Still, I usually preferred the early—and first—pickup because it offered a choice of seats. Toward the back was where you wanted to sit in the winter so you could be near the heater that wheezed and groaned to keep us warm. The very back was a crowd favorite if you liked the extra bounce going over the speed bumps in the school driveways—that got old once we got old. Getting on first also meant that you didn’t need to find someone willing to let you sit with them—children on school buses are just as bad as adults on Amtrak who stack the empty seats with books or bags while feigning sleep or looking away.  

Daily trips to and from school on “Big Bertha,” as Mr. Curran, the transportation director, called them, provided ample time for us to misbehave. We got to meet him when he would climb onto our bus to remind us about the proper way to sit and act on one of his vehicles. He was a mountain of a man, and he rarely had to repeat himself. Headphones and smartphones weren’t a thing, so sitting with our two feet on the floor and watching the world go by was what he expected of us—a high bar for fidgety school children. 

About a week ago, I saw a school bus while running an early-morning errand. It shouldn’t have been particularly noteworthy, but then it hit me that I hadn’t seen one in over a year. Rather than nostalgia, I realized I felt a sense of relief—relief that the familiar rhythm of the school year was returning, even if it was already April. 
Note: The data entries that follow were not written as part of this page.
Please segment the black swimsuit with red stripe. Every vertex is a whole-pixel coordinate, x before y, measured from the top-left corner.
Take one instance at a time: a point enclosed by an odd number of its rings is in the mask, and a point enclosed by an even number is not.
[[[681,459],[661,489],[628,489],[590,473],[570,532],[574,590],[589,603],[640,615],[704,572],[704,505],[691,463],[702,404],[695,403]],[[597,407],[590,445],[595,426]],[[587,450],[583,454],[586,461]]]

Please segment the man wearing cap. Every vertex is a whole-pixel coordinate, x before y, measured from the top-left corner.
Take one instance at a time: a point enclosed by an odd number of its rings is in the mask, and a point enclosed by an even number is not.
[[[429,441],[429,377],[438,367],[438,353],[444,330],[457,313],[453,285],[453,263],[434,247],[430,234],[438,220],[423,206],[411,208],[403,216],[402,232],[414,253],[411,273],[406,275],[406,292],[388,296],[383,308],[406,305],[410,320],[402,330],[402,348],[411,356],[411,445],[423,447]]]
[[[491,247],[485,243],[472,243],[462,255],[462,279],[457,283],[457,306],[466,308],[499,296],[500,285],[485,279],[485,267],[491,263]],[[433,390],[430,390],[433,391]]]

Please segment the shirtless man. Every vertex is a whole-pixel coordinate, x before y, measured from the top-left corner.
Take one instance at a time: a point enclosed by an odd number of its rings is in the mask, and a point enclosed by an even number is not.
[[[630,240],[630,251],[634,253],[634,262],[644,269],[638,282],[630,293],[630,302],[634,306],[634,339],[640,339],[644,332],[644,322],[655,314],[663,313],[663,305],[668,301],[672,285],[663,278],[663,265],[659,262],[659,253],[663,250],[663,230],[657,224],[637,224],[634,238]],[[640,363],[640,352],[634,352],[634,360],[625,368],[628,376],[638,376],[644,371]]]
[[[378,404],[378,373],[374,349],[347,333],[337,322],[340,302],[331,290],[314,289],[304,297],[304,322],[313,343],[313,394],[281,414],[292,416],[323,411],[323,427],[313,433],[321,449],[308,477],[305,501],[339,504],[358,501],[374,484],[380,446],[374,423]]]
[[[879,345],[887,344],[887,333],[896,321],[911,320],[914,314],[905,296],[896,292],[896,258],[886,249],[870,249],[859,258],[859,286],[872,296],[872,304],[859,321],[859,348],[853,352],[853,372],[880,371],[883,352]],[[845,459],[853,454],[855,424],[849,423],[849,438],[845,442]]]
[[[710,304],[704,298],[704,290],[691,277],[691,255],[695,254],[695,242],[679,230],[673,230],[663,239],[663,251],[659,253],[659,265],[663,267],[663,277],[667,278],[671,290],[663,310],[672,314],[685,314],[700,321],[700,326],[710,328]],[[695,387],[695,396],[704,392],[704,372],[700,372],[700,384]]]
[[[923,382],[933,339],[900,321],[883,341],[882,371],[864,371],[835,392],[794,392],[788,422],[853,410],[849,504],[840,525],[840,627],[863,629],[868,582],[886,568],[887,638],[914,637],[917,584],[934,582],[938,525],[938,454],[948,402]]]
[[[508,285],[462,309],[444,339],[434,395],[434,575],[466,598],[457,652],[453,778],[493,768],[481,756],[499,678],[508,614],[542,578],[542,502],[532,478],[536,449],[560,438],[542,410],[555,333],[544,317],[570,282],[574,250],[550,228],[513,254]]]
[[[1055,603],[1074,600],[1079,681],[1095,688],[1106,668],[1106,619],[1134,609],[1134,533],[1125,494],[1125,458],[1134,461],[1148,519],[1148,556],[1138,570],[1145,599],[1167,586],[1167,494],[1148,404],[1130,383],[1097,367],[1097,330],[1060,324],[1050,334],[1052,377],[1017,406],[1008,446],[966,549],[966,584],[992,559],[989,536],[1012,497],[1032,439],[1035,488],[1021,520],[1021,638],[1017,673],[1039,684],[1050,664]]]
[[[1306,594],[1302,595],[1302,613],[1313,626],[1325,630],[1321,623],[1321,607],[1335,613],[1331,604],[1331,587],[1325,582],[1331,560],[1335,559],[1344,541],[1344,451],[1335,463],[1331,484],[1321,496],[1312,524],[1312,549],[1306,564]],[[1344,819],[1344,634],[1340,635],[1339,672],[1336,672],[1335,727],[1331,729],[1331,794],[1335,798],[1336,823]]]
These past thirteen months have been anything but normal, and these ‘first’ days as we have reopened and expanded our on-campus offerings have felt both ordinary and surreal—the competing harmonies of student and teacher voices filling the nooks and crannies of our buildings again. Parents are racing back to campus to drop off forgotten lunches and musical instruments, and misplaced sweatshirts have sprouted like spring flowers across the campuses. We have done a lot of watching the world go by over the last year and wondering when it would slow down enough for us to match its rhythm and step on. We will never take these days when we come together for granted again, and I hope we will always make space for someone to sit down—our connection to each other is too important.